In 2005, Favre posted career-lows in yards per completion and passer rating, while posting a career-high in interceptions, besting his previous mark, set 12 years prior in his first full season as a starter, by more than 20 percent. Watching his performance in the 2006 preseason, he may set new career lows and highs in those categories yet again this season. He’s skittish in the pocket, throwing off balance and forcing throws he can no longer make into coverage he can no longer see.

And please, trade Favre to another team? If ever there were an untradeable player, Favre is it. Remember how painful it was to watch Montana finish his career as a Chief? Or Emmitt Smith as an Arizona Cardinal? How about Jerry Rice flip-flopping among the Raiders, Seahawks, and Broncos before finally returning to San Francisco to retire? Favre has a legacy in Green Bay.

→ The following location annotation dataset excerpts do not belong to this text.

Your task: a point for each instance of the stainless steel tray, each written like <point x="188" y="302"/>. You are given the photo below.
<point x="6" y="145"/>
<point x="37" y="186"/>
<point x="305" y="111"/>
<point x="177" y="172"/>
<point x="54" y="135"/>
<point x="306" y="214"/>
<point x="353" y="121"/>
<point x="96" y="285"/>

He has championships; there are roads named after him. He’s a first-ballot Hall of Famer, and will rest among Curly Lambeau, Vince Lombardi, and Bart Starr as the best to ever don a Packers uniform. You want him to taint that by playing a lost season in a Raiders uniform? That’s first-degree blasphemy.

Samantha, your creeping suspicion that the great Brett Favre has seen his better days is absolutely correct. You know it, I know it, everyone knows it but Favre. Green Bay spent a first-round pick two years ago on a guy they expect will succeed Favre in the near future. It’s time for the NFL’s ironman to pack up his cleats and spend more time with his family in Mississippi. Let the Aaron Rogers era in Green Bay begin.